99 Danforth Ave., 416-466-8006
The new restaurant tucked in the basement of long-time tapas spot Embrujo Flamenco (dancers can be heard hot-stepping across the ceiling) is snug and romantic—possibly a first for a Danforth taqueria. As the name suggests, the menu offers a modern take on Mexican food. Guacamole studded with smoked trout is inventive, well-balanced and addictive, especially with fresh house-made chips. Most tacos come with lovely, soft corn tortillas and a plate of your chosen protein for assembly at the table. The coffee-braised brisket filling is tender but doesn’t have much coffee punch. The mellow, sweet-hot chipotle-honey salsa beside it saves the plate. Huitlacoche, a dark black fungus that grows on corn and is prized as a delicacy, is rarely seen in Toronto. It makes an unusual, earthy filling for the vegetarian taco, slathered in thick, fiery arbol chili paste. Desserts are forgettable, but fresh strawberry-mint margaritas make an excellent stand-in (they could use more tequila, however). Closed Monday and Tuesday. Mains $15.

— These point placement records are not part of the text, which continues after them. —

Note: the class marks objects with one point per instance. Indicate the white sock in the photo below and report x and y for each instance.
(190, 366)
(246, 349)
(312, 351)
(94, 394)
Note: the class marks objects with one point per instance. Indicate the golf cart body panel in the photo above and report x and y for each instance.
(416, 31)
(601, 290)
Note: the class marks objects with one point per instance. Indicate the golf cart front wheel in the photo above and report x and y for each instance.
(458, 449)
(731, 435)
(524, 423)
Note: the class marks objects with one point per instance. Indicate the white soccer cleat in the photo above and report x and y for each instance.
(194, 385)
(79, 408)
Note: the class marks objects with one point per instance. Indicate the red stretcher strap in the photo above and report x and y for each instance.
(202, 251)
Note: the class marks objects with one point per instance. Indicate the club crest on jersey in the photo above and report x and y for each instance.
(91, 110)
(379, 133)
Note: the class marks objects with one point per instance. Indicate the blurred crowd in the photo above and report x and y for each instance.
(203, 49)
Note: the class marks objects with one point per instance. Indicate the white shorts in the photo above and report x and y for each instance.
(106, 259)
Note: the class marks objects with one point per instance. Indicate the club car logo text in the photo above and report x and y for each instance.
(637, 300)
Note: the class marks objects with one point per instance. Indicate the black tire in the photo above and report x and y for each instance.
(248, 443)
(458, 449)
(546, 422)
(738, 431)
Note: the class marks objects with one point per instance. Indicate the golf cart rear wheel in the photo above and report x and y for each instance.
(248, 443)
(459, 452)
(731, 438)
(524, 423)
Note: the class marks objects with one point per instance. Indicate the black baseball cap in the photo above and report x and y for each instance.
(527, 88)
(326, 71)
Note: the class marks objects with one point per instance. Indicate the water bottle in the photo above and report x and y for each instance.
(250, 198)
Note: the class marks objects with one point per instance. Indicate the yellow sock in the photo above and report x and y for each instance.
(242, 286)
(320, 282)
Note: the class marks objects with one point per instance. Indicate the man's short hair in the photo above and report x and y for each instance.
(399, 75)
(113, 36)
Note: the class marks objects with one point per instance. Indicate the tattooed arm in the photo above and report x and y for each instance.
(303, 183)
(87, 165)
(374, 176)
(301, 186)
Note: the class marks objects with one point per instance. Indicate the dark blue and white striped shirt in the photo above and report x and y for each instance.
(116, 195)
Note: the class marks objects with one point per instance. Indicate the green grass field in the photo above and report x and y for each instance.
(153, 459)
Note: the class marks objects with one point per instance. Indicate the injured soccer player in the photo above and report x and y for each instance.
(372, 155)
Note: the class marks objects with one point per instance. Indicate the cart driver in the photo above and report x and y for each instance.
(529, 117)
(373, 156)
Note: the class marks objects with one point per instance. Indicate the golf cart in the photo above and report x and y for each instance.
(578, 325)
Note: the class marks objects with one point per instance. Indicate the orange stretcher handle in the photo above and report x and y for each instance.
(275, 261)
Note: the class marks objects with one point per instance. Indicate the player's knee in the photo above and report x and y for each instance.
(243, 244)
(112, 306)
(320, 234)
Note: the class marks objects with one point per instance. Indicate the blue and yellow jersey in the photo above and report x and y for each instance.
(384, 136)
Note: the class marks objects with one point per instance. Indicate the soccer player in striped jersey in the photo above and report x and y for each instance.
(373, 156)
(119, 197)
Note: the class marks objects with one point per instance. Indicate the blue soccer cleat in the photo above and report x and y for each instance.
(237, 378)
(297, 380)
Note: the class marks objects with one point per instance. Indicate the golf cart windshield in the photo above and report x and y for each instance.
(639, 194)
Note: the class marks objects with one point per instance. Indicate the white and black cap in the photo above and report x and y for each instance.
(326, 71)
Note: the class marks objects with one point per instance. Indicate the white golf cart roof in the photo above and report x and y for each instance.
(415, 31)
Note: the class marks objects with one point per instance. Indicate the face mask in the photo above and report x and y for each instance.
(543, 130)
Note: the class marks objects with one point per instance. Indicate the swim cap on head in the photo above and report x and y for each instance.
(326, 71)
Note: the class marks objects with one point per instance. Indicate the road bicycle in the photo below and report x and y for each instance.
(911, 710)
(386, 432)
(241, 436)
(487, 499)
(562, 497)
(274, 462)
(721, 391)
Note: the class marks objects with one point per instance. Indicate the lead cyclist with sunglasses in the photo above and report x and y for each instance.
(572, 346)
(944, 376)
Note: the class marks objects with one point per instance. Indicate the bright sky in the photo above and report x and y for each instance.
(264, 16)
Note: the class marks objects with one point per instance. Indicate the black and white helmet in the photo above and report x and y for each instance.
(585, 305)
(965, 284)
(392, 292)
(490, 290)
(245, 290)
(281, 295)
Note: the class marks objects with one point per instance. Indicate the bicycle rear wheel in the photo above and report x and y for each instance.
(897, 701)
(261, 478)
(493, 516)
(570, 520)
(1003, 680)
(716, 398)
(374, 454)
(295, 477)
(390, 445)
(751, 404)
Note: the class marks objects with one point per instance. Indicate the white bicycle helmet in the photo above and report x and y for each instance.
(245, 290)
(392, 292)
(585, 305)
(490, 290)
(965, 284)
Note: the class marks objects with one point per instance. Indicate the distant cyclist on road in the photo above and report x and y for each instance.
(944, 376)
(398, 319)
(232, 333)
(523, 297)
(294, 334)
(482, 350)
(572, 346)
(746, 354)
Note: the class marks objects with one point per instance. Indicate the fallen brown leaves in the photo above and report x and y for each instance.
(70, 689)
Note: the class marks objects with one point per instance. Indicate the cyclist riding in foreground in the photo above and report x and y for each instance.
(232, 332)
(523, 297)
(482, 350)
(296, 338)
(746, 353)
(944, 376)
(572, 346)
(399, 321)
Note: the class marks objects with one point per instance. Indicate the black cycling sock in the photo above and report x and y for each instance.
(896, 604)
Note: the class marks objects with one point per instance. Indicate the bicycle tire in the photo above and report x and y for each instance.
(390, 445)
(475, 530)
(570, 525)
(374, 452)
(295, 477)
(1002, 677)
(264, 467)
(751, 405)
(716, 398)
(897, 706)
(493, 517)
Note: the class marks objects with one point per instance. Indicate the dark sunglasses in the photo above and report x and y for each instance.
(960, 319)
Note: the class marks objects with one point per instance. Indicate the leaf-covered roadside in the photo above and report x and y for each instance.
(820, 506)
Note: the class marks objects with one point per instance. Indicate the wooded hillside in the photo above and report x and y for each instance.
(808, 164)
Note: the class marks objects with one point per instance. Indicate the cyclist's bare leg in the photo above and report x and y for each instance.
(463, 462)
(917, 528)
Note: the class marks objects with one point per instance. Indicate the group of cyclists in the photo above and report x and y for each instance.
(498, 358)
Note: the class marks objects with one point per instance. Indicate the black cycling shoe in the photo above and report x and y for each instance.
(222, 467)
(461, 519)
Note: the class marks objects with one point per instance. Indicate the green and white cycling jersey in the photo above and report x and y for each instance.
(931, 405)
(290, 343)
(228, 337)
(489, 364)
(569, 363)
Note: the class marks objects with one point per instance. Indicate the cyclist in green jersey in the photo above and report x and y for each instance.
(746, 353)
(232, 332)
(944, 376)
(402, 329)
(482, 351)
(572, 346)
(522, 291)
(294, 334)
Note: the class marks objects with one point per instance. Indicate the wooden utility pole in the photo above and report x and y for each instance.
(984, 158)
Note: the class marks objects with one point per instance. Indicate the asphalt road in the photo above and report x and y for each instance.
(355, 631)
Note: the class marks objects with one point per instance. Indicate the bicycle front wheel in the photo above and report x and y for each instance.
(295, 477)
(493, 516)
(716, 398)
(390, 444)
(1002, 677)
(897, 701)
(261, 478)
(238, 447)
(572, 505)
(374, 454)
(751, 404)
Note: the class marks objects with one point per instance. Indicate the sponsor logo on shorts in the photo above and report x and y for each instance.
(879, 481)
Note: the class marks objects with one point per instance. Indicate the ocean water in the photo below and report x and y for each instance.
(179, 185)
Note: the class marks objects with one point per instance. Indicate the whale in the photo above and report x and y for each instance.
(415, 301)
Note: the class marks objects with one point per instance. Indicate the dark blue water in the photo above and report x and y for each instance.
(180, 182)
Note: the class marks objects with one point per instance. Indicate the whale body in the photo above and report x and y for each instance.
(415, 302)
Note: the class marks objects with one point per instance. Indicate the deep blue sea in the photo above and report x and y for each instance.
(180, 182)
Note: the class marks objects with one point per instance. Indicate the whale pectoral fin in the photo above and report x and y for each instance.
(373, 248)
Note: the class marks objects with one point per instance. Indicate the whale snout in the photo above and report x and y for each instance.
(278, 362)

325 Roncesvalles Ave., 416-533-2723
The great wall of Campbell’s soup cans and boxes of Triscuits on display at this new Roncesvalles restaurant is the culinary equivalent of an ironic moustache, and the crowd of late-20- and 30-somethings seems to be in on the joke. Chef-owner Geoff Hopgood, who used to make the Hoof Café’s famous brunches, has created a playful menu of Maritime comfort food. The Triscuits are served warm alongside an excellent hot crab dip that evokes church suppers from the ’70s. A Marmite marinade imparts earthy sweetness to albacore crudo, but a lack of acid prevents the fish from being truly great. Similarly, tender lamb heart tartare is subdued and mild instead of thrilling, although the addition of caramelized cream that’s been dehydrated and shaved like Parmesan is clever. Thick slices of corned beef come with soft baby turnips and sautéed turnip tops. It’s a pleasant dish, but it could use a hit of mustard. The trendy list of drinks includes cans of Labatt 50, a hoppy U.S. import called Brooklyn Monster Ale and bourbon cocktails. Closed Tuesday and Wednesday. Mains $19–$26.